Libya Calls for Unified International Position to End Political Division
2018-07-19 06:20:34|Editor: yan

TRIPOLI, July 18 (Xinhua) -- Libya's UN-backed Prime Minister Fayez Serraj on Wednesday called for a "unified international position" to end the state of political division in the country.

Serraj made his remarks during a meeting with ambassadors of the United States, the United Kingdom, Italy, France, Germany, Russia and China, the UN envoy and the representative of the European Union to Libya, in Tunisia, according to a statement issued by the prime minister's information office later on Wednesday.

"Whenever we take a step towards reconciliation, we are faced with those who bring us backwards," Serraj said, pointing out that the recent Paris meeting on Libya was "the latest attempt for consensus, to which international attitudes varied."

"Some of those who participated in the conference took advantage of this disparity to renounce their decisions and escape from their obligations. There are also those who seriously violated their decisions, such as what happened in the port ports," he added.

"The political division wouldn't have continued if the obstructers were faced with a firm, decisive unified international position," Serraj said, saying that "negative interference from regional and international countries extend the current state, and the obstructers rely on the contradiction of those positions."

He pointed out that some countries "take sides with some parties to the conflict, and some even provide some of those parties with arms despite the arms embargo."

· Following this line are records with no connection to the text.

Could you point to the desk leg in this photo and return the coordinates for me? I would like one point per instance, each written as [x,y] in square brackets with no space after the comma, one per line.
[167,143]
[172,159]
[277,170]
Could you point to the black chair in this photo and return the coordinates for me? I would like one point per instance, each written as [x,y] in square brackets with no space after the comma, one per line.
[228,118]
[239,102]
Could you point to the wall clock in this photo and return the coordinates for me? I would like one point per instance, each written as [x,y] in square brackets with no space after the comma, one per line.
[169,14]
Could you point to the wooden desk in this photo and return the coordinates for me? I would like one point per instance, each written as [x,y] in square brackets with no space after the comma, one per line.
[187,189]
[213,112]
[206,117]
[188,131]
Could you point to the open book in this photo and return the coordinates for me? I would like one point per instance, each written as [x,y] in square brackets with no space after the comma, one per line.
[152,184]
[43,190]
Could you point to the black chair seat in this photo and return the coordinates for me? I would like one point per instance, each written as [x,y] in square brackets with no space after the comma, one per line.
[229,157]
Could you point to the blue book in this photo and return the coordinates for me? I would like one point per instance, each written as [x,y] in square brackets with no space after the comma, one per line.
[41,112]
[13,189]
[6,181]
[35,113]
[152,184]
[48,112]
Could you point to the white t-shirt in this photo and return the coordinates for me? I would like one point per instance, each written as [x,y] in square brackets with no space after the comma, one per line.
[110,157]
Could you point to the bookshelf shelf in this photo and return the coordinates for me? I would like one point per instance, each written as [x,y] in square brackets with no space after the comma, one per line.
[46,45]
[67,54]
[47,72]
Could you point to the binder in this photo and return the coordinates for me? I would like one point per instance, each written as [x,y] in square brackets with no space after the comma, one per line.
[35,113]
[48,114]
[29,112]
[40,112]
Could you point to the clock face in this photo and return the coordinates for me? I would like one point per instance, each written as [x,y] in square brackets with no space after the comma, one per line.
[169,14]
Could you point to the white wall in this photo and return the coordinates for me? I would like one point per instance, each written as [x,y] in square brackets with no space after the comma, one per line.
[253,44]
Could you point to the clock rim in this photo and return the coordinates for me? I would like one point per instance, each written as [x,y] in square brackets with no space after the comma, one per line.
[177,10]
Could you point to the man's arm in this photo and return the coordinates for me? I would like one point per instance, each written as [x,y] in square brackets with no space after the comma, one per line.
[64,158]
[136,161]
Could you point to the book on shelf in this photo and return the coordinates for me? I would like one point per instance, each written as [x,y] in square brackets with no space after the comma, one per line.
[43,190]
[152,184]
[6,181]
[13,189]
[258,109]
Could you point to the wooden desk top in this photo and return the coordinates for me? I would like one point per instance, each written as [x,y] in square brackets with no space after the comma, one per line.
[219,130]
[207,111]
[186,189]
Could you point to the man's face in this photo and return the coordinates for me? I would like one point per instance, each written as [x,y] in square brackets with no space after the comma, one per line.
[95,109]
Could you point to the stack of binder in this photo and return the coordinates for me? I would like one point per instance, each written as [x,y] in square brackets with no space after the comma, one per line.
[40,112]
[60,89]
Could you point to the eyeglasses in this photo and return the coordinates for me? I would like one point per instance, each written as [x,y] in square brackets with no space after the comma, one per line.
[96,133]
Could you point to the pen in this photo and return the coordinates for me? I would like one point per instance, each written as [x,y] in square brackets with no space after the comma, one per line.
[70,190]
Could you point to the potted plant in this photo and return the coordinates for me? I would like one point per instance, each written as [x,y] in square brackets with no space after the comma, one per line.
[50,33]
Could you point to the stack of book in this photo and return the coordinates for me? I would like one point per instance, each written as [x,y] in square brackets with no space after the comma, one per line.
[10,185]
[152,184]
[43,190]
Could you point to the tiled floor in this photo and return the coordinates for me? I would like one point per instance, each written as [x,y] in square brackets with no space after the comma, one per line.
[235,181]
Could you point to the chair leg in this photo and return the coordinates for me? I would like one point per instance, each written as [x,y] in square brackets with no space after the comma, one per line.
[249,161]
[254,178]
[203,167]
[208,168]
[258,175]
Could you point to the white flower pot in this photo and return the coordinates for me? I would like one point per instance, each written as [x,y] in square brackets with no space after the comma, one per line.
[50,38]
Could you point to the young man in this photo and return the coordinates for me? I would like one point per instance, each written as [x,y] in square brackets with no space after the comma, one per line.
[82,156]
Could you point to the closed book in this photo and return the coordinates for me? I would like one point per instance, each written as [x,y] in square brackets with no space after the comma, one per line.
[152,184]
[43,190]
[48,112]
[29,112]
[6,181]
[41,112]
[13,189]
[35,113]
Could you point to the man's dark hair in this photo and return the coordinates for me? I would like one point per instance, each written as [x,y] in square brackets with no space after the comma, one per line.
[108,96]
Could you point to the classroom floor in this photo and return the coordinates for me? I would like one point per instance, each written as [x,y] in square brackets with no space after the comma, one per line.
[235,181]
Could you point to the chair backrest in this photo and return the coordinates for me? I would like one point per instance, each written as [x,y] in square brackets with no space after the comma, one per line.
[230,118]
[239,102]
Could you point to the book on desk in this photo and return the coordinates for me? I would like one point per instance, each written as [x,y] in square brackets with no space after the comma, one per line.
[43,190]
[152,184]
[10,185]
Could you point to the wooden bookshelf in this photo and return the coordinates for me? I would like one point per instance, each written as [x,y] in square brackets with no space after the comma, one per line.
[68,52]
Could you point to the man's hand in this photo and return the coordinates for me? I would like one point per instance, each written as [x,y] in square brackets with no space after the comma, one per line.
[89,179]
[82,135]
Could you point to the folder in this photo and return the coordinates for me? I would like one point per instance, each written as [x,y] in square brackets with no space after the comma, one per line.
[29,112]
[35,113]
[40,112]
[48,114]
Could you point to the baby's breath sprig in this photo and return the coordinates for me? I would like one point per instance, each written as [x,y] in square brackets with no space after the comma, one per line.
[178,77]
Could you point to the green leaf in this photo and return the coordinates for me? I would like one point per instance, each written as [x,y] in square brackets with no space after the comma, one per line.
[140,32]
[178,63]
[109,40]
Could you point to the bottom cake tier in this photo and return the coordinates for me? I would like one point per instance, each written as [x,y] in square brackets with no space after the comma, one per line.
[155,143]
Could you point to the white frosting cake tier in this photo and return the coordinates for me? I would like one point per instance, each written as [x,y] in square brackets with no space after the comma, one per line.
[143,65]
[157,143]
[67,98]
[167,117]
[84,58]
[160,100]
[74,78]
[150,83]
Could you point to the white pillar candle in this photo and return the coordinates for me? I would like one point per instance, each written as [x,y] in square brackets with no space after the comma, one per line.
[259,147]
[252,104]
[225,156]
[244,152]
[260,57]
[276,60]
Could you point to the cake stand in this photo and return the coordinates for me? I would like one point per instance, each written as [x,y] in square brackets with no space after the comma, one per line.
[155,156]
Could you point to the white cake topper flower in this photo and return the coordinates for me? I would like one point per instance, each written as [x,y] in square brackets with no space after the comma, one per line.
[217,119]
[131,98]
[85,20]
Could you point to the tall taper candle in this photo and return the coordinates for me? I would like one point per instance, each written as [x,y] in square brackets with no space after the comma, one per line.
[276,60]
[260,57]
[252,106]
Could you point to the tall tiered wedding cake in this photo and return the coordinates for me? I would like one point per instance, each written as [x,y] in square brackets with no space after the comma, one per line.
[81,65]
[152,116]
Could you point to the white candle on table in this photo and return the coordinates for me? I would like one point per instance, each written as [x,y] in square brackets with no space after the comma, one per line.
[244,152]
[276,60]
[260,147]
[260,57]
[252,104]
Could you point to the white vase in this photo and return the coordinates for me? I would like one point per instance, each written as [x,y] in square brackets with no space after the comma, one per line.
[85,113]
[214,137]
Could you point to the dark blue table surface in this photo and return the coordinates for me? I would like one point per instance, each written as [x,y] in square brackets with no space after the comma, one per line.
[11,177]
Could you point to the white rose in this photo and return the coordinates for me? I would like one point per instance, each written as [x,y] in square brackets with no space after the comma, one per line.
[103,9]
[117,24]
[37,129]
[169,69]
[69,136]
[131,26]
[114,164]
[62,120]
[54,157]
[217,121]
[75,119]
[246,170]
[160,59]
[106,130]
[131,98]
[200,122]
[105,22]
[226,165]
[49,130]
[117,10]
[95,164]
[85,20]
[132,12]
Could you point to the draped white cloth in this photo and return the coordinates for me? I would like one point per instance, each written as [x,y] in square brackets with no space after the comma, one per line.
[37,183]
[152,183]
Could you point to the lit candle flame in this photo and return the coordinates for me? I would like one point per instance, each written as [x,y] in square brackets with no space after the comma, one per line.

"Patience is beginning to wear thin against the slackness of the international community, which has lost much of its credibility in the Libyan street for its policy of double standards sometimes," Serraj said.

Despite signing a UN-sponsored peace agreement by the Libyan parties later in 2015, Libya remains politically divided between two governments in the east and the west, both competing for legitimacy.

France hosted in May a meeting on Libya with the participation of different Libyan parties to end the political crisis in the country.

The parties agreed to hold and commit themselves to "credible" presidential and parliamentary elections slated for Dec. 10.